Le MV Hondius, navire de croisière sous le feu des projecteurs en raison d'une épidémie suspectée de hantavirus se transmettant d'une personne à l'autre, a quitté sa position et se dirige désormais vers les côtes espagnoles. Sous la demande expresse de Tedros Adhanom Ghebreyesus, directeur général de l'Organisation mondiale de la santé (OMS), les autorités espagnoles ont accepté de lui accorder un accès au port de Tenerife, dans les îles Canaries. L'arrivée du navire est prévue pour ce dimanche.
Cette situation, inédite à ce jour, marque la première fois qu'un cas de transmission interhumaine du hantavirus est suspecté à bord d'un navire de croisière. Les autorités sanitaires soulignent que l'enquête pourrait s'étendre sur plusieurs semaines, voire plusieurs mois, en raison de la longue période d'incubation de ce virus. Les scientifiques devront déterminer comment le virus a pu pénétrer à bord : contamination directe entre passagers ou présence de rongeurs, vecteurs connus du hantavirus, ayant pu jouer un rôle dans la propagation.
Les équipes médicales et les autorités sanitaires locales collaborent étroitement avec l'OMS pour évaluer l'ampleur de l'épidémie et mettre en place les mesures de prévention nécessaires. Les passagers et l'équipage du navire font l'objet d'un suivi médical renforcé, tandis que des protocoles de désinfection sont activés pour limiter tout risque de contamination supplémentaire.

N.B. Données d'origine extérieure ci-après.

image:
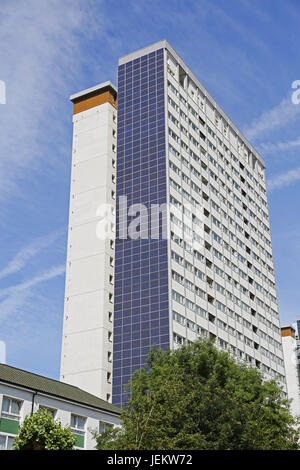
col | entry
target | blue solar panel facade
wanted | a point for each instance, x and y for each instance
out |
(141, 309)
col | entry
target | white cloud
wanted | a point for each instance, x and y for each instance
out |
(40, 54)
(285, 179)
(25, 254)
(18, 295)
(285, 112)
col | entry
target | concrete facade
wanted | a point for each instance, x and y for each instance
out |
(290, 353)
(214, 276)
(18, 401)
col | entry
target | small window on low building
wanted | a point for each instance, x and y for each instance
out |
(6, 442)
(47, 409)
(78, 429)
(11, 408)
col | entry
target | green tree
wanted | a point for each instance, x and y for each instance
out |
(39, 431)
(197, 397)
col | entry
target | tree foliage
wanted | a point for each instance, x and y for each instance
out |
(40, 432)
(197, 397)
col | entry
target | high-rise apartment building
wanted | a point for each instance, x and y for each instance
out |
(186, 171)
(86, 358)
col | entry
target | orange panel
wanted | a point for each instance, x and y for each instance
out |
(288, 331)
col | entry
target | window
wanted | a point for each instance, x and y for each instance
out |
(78, 424)
(52, 411)
(11, 408)
(103, 426)
(6, 442)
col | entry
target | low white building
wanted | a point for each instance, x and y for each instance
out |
(22, 393)
(289, 345)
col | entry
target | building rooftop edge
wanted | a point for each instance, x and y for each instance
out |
(166, 45)
(93, 89)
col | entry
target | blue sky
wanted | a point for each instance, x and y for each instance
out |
(247, 55)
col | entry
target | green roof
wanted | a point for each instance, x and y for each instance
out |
(14, 376)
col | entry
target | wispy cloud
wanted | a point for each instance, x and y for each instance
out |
(285, 179)
(17, 296)
(269, 147)
(282, 114)
(28, 252)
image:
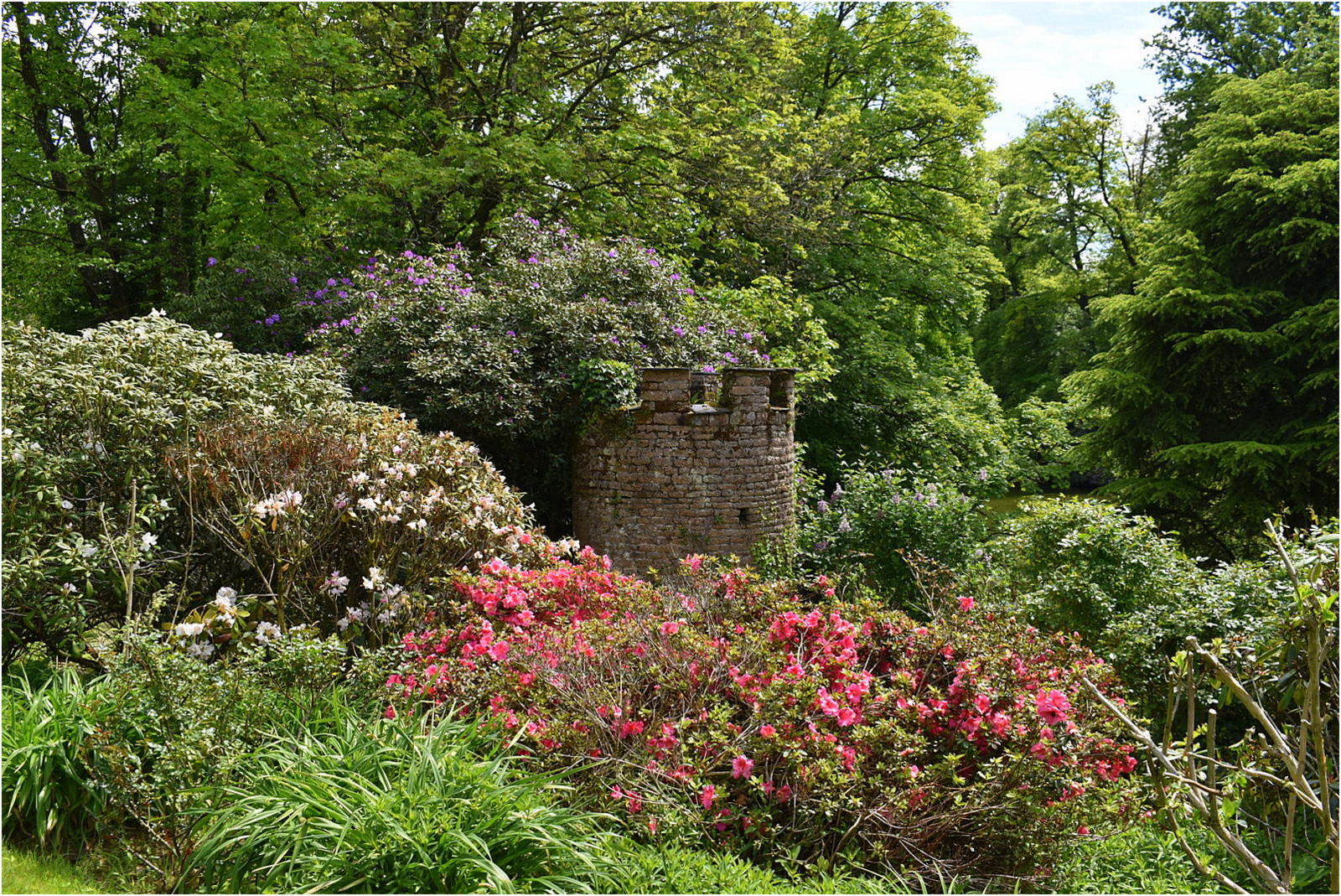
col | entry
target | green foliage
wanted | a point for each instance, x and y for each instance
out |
(266, 299)
(1043, 443)
(1264, 793)
(1206, 44)
(1064, 225)
(1215, 404)
(144, 453)
(49, 793)
(659, 868)
(33, 872)
(395, 808)
(1133, 596)
(795, 335)
(875, 525)
(506, 352)
(1143, 858)
(360, 510)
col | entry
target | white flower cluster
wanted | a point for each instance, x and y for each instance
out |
(279, 505)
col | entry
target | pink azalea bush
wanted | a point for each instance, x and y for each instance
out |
(773, 717)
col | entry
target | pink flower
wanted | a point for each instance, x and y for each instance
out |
(1052, 706)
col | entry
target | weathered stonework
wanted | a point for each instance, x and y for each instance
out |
(704, 466)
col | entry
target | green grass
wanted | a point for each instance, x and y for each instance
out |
(30, 872)
(389, 808)
(47, 789)
(676, 869)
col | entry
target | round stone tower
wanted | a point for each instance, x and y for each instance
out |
(704, 466)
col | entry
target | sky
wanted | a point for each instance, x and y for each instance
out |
(1038, 50)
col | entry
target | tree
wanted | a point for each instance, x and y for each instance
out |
(1207, 42)
(1217, 402)
(1069, 198)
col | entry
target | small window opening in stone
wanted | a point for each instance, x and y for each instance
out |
(779, 396)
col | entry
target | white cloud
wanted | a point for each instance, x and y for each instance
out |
(1034, 51)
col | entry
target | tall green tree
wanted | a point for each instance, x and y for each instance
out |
(1217, 402)
(1204, 44)
(1064, 225)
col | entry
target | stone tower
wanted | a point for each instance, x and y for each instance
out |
(704, 466)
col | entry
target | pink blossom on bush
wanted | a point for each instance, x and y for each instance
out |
(1053, 706)
(844, 704)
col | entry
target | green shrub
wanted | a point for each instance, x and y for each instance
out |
(494, 349)
(1096, 569)
(1041, 440)
(676, 869)
(1142, 858)
(91, 518)
(393, 808)
(263, 299)
(868, 527)
(173, 724)
(50, 795)
(96, 522)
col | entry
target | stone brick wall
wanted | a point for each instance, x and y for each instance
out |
(704, 466)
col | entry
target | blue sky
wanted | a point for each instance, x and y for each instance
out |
(1038, 50)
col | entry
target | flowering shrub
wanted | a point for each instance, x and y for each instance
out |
(96, 522)
(267, 301)
(778, 719)
(342, 522)
(494, 350)
(872, 521)
(91, 520)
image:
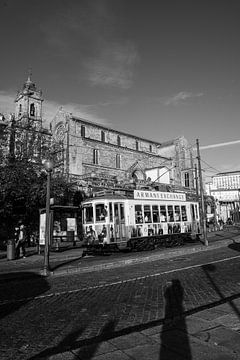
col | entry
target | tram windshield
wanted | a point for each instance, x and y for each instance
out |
(88, 214)
(100, 212)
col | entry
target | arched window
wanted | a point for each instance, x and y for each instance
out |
(118, 163)
(32, 110)
(119, 140)
(95, 157)
(103, 136)
(83, 130)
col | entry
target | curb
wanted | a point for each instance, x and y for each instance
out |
(81, 268)
(144, 259)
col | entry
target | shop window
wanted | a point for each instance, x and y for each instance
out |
(118, 140)
(118, 161)
(163, 213)
(100, 212)
(103, 136)
(83, 131)
(32, 110)
(138, 214)
(184, 213)
(155, 212)
(95, 157)
(170, 213)
(186, 179)
(147, 214)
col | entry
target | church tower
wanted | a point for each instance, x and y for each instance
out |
(28, 110)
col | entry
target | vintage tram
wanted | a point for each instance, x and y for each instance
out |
(140, 221)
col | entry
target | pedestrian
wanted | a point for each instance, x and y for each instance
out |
(20, 236)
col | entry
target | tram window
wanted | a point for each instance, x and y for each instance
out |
(177, 212)
(138, 214)
(170, 213)
(88, 214)
(122, 212)
(184, 213)
(155, 213)
(196, 212)
(110, 212)
(163, 213)
(100, 212)
(147, 214)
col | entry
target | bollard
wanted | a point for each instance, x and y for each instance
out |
(11, 249)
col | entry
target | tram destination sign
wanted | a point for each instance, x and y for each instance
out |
(158, 195)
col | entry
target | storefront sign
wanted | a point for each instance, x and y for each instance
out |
(159, 195)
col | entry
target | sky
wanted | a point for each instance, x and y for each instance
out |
(157, 69)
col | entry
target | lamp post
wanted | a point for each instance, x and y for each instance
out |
(48, 164)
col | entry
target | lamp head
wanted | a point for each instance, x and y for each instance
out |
(48, 164)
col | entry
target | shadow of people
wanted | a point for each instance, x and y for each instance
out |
(210, 268)
(17, 289)
(174, 337)
(79, 348)
(234, 246)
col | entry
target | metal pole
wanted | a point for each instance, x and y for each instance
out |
(47, 228)
(203, 215)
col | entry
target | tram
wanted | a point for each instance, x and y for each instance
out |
(145, 220)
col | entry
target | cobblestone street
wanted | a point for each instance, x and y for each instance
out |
(84, 316)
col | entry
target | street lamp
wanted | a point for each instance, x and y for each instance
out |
(48, 164)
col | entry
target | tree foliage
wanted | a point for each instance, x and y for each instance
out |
(23, 193)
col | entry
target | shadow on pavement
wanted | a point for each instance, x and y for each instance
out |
(234, 246)
(210, 268)
(62, 263)
(16, 293)
(80, 349)
(174, 341)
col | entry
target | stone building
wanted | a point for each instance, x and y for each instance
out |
(94, 151)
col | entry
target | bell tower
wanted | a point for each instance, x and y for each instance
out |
(28, 109)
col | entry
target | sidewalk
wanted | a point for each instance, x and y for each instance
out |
(71, 261)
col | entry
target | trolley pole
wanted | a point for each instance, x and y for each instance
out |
(203, 215)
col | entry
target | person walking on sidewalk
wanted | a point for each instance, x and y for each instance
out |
(20, 236)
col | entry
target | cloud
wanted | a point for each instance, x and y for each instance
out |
(114, 67)
(89, 34)
(50, 109)
(180, 97)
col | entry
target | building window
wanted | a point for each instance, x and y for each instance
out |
(83, 131)
(32, 110)
(137, 145)
(118, 161)
(102, 136)
(186, 179)
(119, 140)
(95, 157)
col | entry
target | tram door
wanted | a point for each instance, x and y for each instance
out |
(119, 221)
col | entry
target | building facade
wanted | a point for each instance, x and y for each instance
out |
(225, 188)
(93, 151)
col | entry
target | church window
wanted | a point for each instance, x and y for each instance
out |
(32, 110)
(102, 136)
(119, 140)
(118, 161)
(95, 157)
(83, 133)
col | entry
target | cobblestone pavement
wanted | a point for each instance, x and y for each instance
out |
(174, 309)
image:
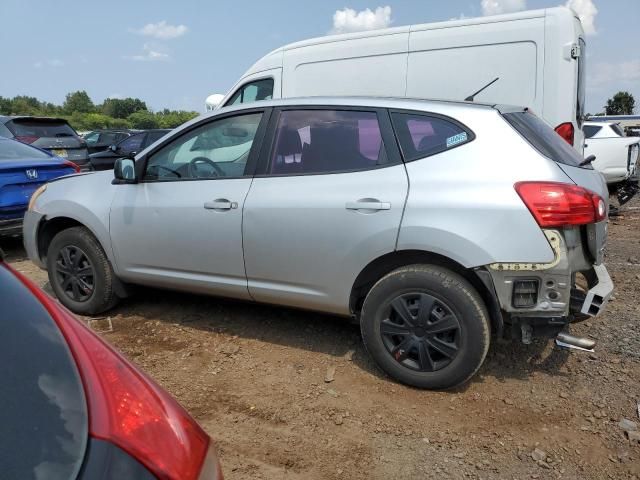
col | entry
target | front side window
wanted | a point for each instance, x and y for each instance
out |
(422, 135)
(325, 141)
(217, 149)
(253, 92)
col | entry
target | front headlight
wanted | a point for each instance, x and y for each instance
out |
(35, 195)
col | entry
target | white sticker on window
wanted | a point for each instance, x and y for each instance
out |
(456, 139)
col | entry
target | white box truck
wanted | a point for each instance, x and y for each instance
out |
(537, 56)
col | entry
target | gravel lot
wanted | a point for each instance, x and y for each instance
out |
(256, 378)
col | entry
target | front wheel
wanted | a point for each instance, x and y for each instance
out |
(80, 273)
(426, 326)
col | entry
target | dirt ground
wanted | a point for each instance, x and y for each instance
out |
(254, 377)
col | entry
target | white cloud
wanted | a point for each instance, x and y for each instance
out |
(52, 62)
(162, 30)
(348, 20)
(148, 55)
(496, 7)
(587, 12)
(605, 74)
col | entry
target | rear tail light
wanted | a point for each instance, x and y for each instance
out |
(560, 204)
(566, 131)
(72, 165)
(129, 410)
(26, 138)
(525, 293)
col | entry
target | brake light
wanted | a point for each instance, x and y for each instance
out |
(72, 165)
(566, 131)
(129, 410)
(26, 138)
(560, 204)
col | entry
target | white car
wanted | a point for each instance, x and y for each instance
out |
(616, 155)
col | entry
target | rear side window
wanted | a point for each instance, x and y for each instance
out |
(327, 141)
(13, 150)
(422, 135)
(253, 92)
(543, 138)
(591, 130)
(40, 128)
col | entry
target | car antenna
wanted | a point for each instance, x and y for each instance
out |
(470, 97)
(587, 161)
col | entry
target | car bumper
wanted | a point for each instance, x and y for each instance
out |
(30, 236)
(599, 292)
(12, 226)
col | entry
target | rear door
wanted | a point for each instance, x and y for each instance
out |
(327, 200)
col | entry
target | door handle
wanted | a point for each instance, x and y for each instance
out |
(368, 204)
(220, 204)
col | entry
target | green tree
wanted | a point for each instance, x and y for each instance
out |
(622, 103)
(143, 119)
(78, 102)
(122, 108)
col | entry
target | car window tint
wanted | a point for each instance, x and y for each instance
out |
(253, 92)
(591, 130)
(131, 144)
(543, 138)
(217, 149)
(422, 135)
(325, 141)
(13, 150)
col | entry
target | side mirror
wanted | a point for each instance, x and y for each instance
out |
(124, 171)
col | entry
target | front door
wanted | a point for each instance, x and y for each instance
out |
(327, 199)
(181, 226)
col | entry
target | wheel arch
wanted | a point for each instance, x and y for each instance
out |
(385, 264)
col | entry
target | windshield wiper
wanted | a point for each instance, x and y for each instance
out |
(587, 161)
(471, 97)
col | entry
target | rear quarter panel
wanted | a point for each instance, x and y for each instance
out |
(462, 203)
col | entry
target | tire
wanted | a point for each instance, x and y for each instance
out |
(426, 326)
(76, 258)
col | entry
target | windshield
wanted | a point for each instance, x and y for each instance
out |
(543, 138)
(40, 128)
(12, 150)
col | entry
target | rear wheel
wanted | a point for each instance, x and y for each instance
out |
(80, 273)
(426, 326)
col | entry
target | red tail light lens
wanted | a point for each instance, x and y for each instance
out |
(559, 204)
(566, 131)
(72, 165)
(129, 410)
(26, 138)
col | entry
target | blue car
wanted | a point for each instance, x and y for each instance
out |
(22, 170)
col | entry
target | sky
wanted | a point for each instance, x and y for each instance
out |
(173, 54)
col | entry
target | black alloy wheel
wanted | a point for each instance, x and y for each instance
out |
(420, 331)
(74, 273)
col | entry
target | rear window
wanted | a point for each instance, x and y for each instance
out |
(423, 135)
(616, 128)
(590, 130)
(543, 138)
(12, 150)
(40, 128)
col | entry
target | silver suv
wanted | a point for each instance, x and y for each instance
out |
(432, 223)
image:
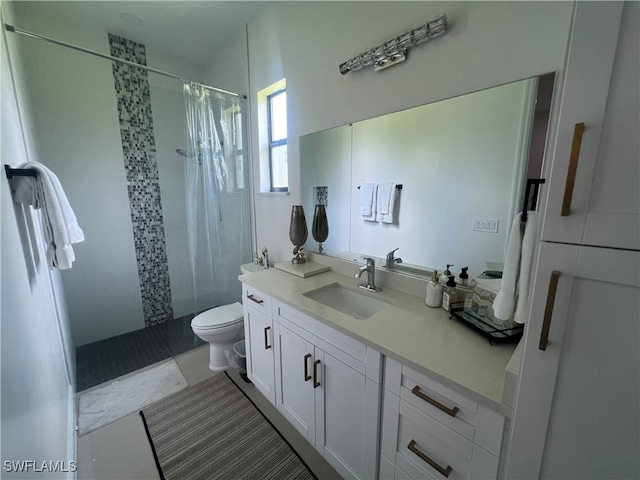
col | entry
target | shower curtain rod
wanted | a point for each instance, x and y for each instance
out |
(11, 28)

Le hantavirus, bien que rare, peut provoquer des symptômes graves, notamment des fièvres hémorragiques avec syndrome rénal ou des cardiopneumopathies. La transmission interhumaine, si elle est confirmée, soulève des questions sur la propagation rapide de ce pathogène dans un environnement confiné comme un navire de croisière.
« Cette situation rappelle l'importance de la vigilance sanitaire et de la réactivité des systèmes de santé face à des pathogènes émergents ou à des modes de transmission inhabituels. » — Porte-parole de l'OMS
Les autorités sanitaires appellent à la prudence et recommandent aux voyageurs de respecter scrupuleusement les mesures d'hygiène et de signaler tout symptôme évocateur dans les jours suivant un séjour en milieu confiné. Les résultats des analyses en cours permettront de mieux comprendre l'origine de cette épidémie et d'adapter les mesures de contrôle en conséquence.